In the 13 linked stories of From the Midway, Leaf Seligman creates a world apart: the tragic, broken-down world of a second-rate traveling carnival in early 20th-century America. Beasleys’ Traveling Amusements out of Memphis, Tennessee, features the usual rides and attractions, plus scantily clad dancing girls and an array of human and animal “oddities,” the term its founder prefers over “freaks.”
Secure in their belief that “nothing improved the customers’ disposition better than viewing creatures more tortured or ugly than themselves,” the elder Beasley and his sons travel the back roads in search of their next act, explaining “how God had a reason for making the unfortunate souls whose bodies kept them housed in a temple of difference. The lame, the deformed, the unbearably fat. Even those born healthy but later rendered unrecognizable through some hideous accident. They all had a purpose.”

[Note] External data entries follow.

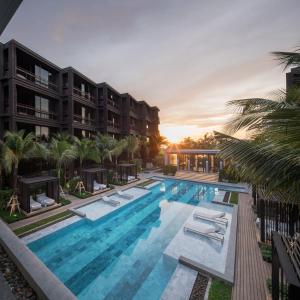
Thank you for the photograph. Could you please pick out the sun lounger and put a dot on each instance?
(44, 200)
(205, 230)
(130, 178)
(99, 186)
(110, 201)
(211, 215)
(34, 205)
(124, 195)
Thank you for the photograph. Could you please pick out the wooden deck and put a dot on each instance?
(197, 176)
(251, 272)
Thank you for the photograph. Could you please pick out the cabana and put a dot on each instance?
(26, 185)
(127, 172)
(94, 180)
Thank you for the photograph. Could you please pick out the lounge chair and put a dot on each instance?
(211, 215)
(130, 178)
(44, 200)
(110, 201)
(124, 195)
(99, 186)
(205, 230)
(34, 205)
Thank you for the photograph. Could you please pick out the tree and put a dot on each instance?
(17, 147)
(104, 144)
(270, 158)
(85, 150)
(61, 151)
(132, 146)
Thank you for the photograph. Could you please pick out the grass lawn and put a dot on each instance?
(234, 198)
(49, 220)
(4, 215)
(219, 290)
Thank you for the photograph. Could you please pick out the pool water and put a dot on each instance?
(120, 256)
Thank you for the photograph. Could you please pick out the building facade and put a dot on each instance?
(40, 97)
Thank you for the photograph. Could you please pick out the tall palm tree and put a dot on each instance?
(85, 150)
(104, 143)
(20, 146)
(61, 152)
(132, 146)
(271, 156)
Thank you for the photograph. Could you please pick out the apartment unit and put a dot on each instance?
(293, 78)
(40, 97)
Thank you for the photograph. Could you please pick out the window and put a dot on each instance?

The Beasleys’ roster includes the obligatory giant, fat lady, little person, and bearded lady, along with more unusual acts. With few exceptions, the story of each performer’s condition and introduction to the carnival life is excruciating — many having been cheerfully surrendered or even sold by their own families. Seligman creates vivid character studies that linger long after the story ends.

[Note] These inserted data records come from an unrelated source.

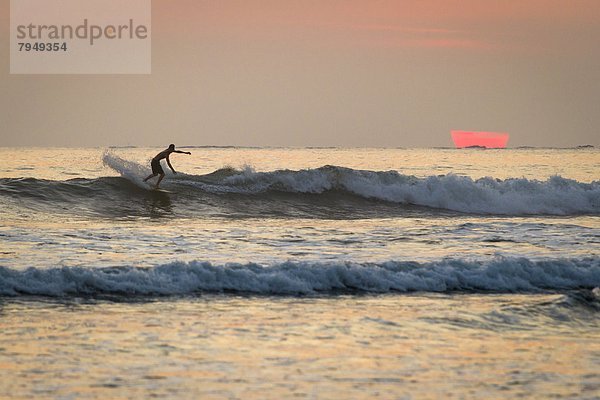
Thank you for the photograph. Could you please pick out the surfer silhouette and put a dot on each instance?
(157, 168)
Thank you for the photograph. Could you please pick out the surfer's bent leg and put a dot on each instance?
(156, 170)
(159, 179)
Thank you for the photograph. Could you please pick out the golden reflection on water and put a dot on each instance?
(341, 347)
(67, 163)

Particularly heartbreaking is a 6-year-old boy with flipper-like appendages instead of hands and feet. Seligman writes, “Immersed in the water, strapped in his seat, Flipper Boy watched the eyes of the people lined up to see him. His second week in the tank, he watched the face of a boy his age crinkle, the eyes narrowing, the nose flattening, the mouth turning sour as the wail climbed the back of the boy’s throat. The cries pierced the tent like giant scissors, leaving a hole wide enough for both boys to fall through. Flipper looked at the boy’s mother, hoping she would comfort him or carry him out, but she just stood there saying, ‘Don’t worry, sugar, it won’t happen to you.’”
Seligman, a Nashville native, also shines her piercing light on others whose livelihoods depend on the traveling show. Cheever, one of the black laborers working behind the scenes to keep the carnival running, remembers his escape from the sharecropping life of his family to the alluring world of show business. More than a decade later, “his days [are] no shorter than a field hand’s, his back no straighter than if he’d been walking behind his daddy’s plow.” Likewise, Lisabelle is a dancer who flees an abusive father to join the carnival, only to be groped nightly by strangers for tips. Seligman writes, “Her first night performing, Lisabelle could scarcely believe what came out of the customers’ mouths. … Even her father had not spoken as crudely as some of them. The words left welts.”

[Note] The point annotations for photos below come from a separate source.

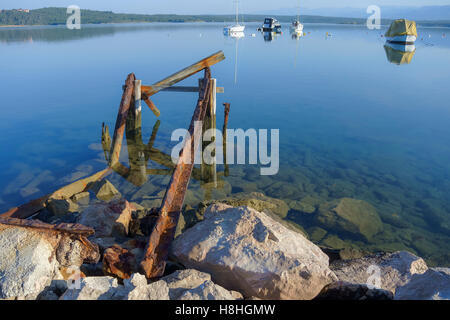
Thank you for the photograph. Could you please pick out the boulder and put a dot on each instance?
(30, 259)
(93, 288)
(105, 190)
(119, 262)
(181, 285)
(394, 269)
(352, 291)
(247, 251)
(431, 285)
(108, 219)
(350, 215)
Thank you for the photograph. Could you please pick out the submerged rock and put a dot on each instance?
(119, 262)
(108, 219)
(105, 190)
(388, 271)
(350, 291)
(248, 251)
(350, 215)
(431, 285)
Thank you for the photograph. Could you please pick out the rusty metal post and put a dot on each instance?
(125, 104)
(157, 250)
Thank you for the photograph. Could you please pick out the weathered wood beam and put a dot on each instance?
(125, 104)
(157, 250)
(183, 74)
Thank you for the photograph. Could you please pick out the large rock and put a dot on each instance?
(181, 285)
(93, 288)
(350, 215)
(30, 259)
(431, 285)
(108, 219)
(395, 269)
(248, 251)
(195, 285)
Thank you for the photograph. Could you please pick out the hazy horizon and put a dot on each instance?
(212, 6)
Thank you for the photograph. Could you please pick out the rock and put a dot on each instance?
(81, 198)
(195, 285)
(142, 291)
(105, 190)
(431, 285)
(395, 269)
(27, 262)
(119, 262)
(60, 207)
(108, 219)
(351, 291)
(249, 252)
(93, 288)
(350, 215)
(30, 259)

All of the characters are, in some sense, treated as objects and subject to exploitation, abuse, homesickness, boredom, and despair. Lisabelle’s loneliness and curiosity draw her to the oddities, but Cheever’s anger about his own second-class status sets him apart. In a dispute with the bearded lady, he rages against the racism of the carnival’s white patrons even as he expresses disdain for her and the other sideshow performers: “She shut the door before he said, ‘I ain’t no freak.’ She knew it was coming. It was the rung of the ladder every normal person climbed onto, thinking it kept them high, dry, and out of harm.”
Beyond the greedy owners, heartless families, and gawking crowds are other obstacles, including the isolation of constant travel and the relentless loneliness of those for whom a “normal” life is forever out of reach. From the Midway is a beautifully written and deeply affecting meditation on the barriers — both physical and psychological — that separate us from one another and from our own deepest longings.
Tina Chambers has worked as a technical editor at an engineering firm and as an editorial assistant at Peachtree Publishers, where she worked on books by Erskine Caldwell, Will Campbell, and Ferrol Sams, to name a few. She lives in Chattanooga.